If you would store your bike outside for example and have it charge during a cold night it would for sure give you a lower end result. I myself store my bike always inside and always have it charging indoors. It doesn’t get much lower than 15 °C here. Plus these bikes don’t leak any fluids and don’t smell so you could even put it inside the living room.
The ambient temperature doesn’t change much in my experience because the battery heats up a lot by just riding. I’ve been riding on highway speeds in freezing winters sitting on a battery that didn’t drop below 25 °C. So as long as you can keep it warm while charging you should be fine. And if you really need the range you could always heat the battery up by DC fast charging, but that is another story.
The only weather related range reduction I’ve seen is heavy rain. I suspect that it’s the added drag from rain that causes this higher consumption. And it’s not something specific to Energica. I’ve seen it on other bikes and on other EVs.
How does that compare to Zero gen 3 motorcycles with 14.4 kWh battery
Before this Energica I had a premium Zero SR/F with 14.4 kWh battery. That one would allow me to discharge it for around 12 kWh. That number was also easy to get from the console on the bike using the OBDII port.
What wasn’t very easy to get a proper reading for was it’s consumption. The app and dash can display a value but then this value was wrong because of a unit conversion bug for a very long time. And once resolved it was still just very difficult to get a reliable number.
All time average showed me 70 Wh/km and with 12.000 Wh available that would result in 171 km total range. In my experience I would always calculate with a max range available on 90 km/h roads of around 150 km. And often that is also what it turned out to be. So a consumption of 80 Wh/km makes more sense anyway.
On highway use I would get around 100-120 km range, that is a consumption of somewhere beteen 100 and 120 Wh/km so very similar to Energica but just with a smaller battery.
2 Comments on “REAL WORLD RANGE numbers for my Energica SS9+ in a somewhat QUICK OVERVIEW”
this is an informative post as always.
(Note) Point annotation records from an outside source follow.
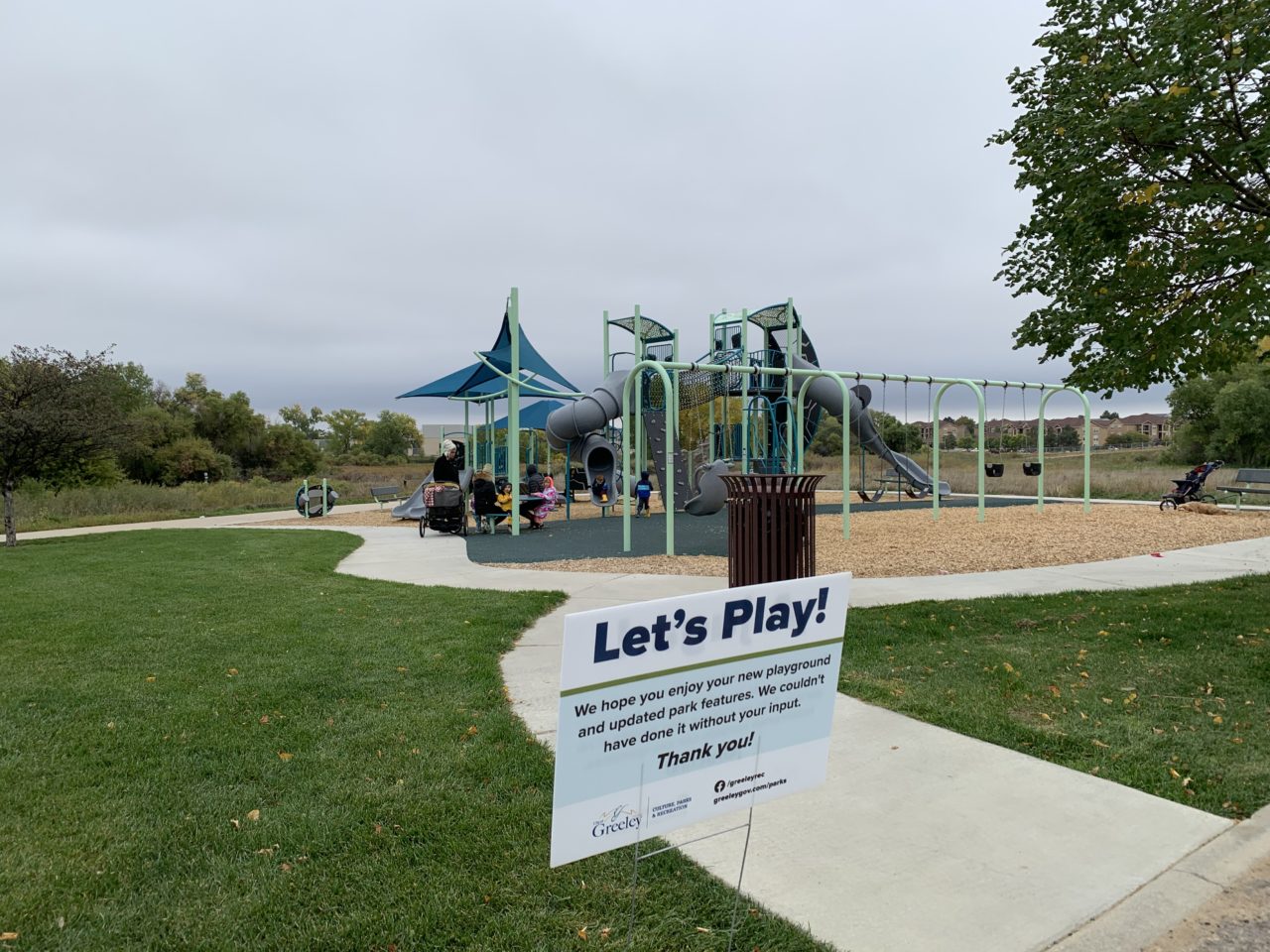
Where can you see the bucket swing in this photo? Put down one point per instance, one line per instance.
(997, 470)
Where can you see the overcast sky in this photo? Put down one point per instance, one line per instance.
(326, 202)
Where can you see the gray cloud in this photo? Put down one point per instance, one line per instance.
(326, 202)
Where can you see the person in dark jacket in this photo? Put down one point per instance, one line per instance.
(534, 483)
(644, 494)
(485, 500)
(445, 468)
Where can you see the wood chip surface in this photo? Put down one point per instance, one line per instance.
(908, 542)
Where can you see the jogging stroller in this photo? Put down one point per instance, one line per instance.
(1191, 488)
(445, 511)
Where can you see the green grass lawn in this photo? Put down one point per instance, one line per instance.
(1161, 689)
(209, 740)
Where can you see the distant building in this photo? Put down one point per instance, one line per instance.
(1157, 428)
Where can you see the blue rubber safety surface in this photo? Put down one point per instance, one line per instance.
(694, 535)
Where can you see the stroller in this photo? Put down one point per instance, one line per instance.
(445, 511)
(1191, 488)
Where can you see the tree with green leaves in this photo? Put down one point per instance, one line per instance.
(1223, 416)
(60, 416)
(391, 434)
(309, 422)
(1143, 137)
(347, 429)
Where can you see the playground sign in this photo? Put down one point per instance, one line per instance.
(684, 708)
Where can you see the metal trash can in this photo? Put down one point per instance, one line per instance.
(771, 527)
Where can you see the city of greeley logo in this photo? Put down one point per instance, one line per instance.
(620, 817)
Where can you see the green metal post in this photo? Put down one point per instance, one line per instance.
(468, 444)
(627, 476)
(513, 411)
(604, 371)
(935, 448)
(710, 430)
(1040, 443)
(675, 377)
(744, 391)
(638, 433)
(790, 348)
(846, 438)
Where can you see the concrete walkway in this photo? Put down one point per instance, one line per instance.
(921, 839)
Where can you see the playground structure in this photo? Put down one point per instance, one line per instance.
(762, 404)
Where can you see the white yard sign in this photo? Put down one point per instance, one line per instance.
(679, 710)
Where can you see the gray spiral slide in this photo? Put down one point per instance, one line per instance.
(828, 394)
(575, 425)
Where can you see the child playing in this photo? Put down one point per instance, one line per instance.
(504, 498)
(644, 494)
(599, 489)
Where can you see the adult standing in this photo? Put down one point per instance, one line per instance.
(445, 468)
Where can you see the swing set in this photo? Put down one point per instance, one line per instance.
(888, 479)
(1032, 467)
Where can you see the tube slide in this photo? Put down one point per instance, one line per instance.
(828, 394)
(711, 494)
(574, 428)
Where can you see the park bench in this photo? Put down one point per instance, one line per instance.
(386, 494)
(1255, 483)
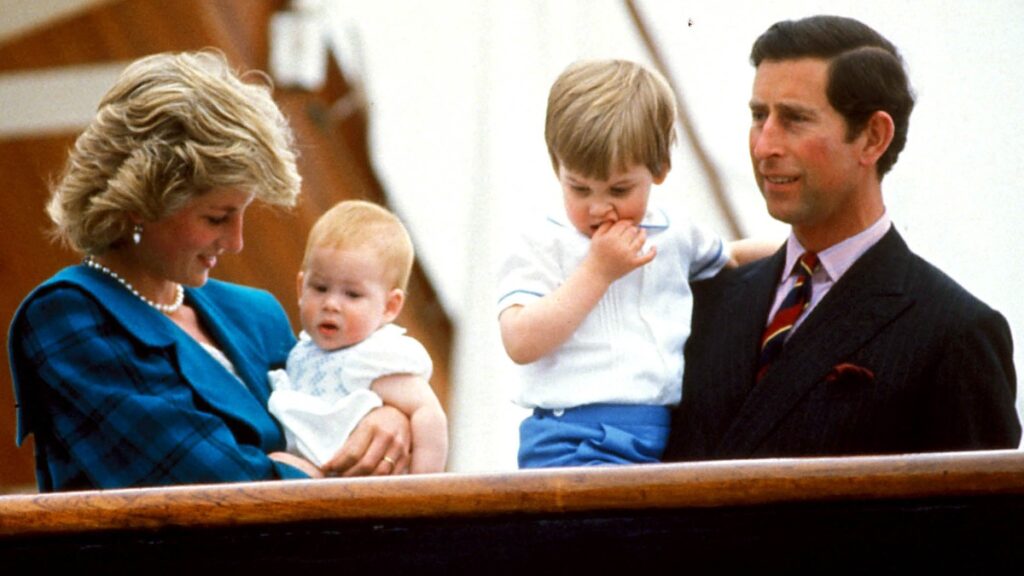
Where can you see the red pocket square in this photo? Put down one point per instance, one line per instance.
(849, 371)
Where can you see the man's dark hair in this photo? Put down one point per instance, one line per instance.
(865, 72)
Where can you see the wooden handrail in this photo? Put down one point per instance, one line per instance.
(706, 485)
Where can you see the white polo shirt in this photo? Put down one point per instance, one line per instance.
(630, 348)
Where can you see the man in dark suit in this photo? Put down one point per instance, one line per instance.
(865, 347)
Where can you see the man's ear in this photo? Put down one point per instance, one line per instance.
(878, 135)
(392, 306)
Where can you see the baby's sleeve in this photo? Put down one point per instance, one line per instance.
(387, 352)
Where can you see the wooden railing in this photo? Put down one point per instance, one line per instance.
(948, 511)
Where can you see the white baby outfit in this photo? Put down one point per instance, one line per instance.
(325, 394)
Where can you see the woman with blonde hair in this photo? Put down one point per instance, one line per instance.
(134, 368)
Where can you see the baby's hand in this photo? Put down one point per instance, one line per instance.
(615, 249)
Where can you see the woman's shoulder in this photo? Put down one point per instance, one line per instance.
(228, 293)
(70, 288)
(243, 304)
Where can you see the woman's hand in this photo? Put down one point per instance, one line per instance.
(378, 446)
(297, 462)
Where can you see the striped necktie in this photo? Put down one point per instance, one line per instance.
(793, 305)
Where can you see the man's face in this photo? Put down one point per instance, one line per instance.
(810, 176)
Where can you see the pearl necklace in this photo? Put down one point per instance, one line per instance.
(166, 309)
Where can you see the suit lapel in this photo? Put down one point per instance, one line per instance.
(859, 305)
(241, 400)
(752, 300)
(218, 387)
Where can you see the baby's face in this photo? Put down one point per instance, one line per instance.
(343, 297)
(591, 202)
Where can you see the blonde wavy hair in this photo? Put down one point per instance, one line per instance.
(357, 223)
(173, 127)
(606, 115)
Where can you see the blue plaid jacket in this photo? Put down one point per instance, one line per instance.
(118, 396)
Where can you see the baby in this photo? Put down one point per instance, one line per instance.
(350, 357)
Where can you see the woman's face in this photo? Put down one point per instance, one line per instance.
(184, 246)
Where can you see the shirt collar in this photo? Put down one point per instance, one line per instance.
(838, 258)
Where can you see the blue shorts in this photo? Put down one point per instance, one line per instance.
(594, 435)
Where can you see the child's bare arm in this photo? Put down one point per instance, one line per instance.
(749, 249)
(532, 331)
(414, 397)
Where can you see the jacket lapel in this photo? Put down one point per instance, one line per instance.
(218, 387)
(869, 296)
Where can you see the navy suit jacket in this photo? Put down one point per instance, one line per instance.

After nearly 10.000 km on my Ribelle I can affirm all your numbers.
Well over 300 km in urban settings, once I saw 340 km displayed on the screen when I ran errands in my hometown with a full battery.
Smooth cruising on the rural streets without high accelerations after cornering or overtaking slower vehicles gives me about 250 km.
Maybe this if of interest for some of your readers regarding high speed consumption:
German Autobahns in my region have longer stretches without speed limit, so I did some testing .
(BTW going fast on the Ribelle is no fun because the wind hits you hard on upper body and helmet.)
Consumption gets excessive beyond the 130 km/h, so from my extrapolation I assume you could go for about 70-80 km theroretically if you really push it.
But if that is possible in reality remains to be seen as the battery heats up at high output and I have seen the regen symbol getting yellow (i.e. no regen anymore) after about 20 km of 160-170 km/h with moderate ambient temperature. Therefore I would not be surprised if after some high speed stretch the power limiter sets in, restricting the output.
Maybe also for info: The cruise control does not engage beyond 160 km/h.
Nice info, even on my GS I’ve never went above 160 kph. But then I don’t live in Germany anyway. I can imagine it’s no fun with no windscreen :o.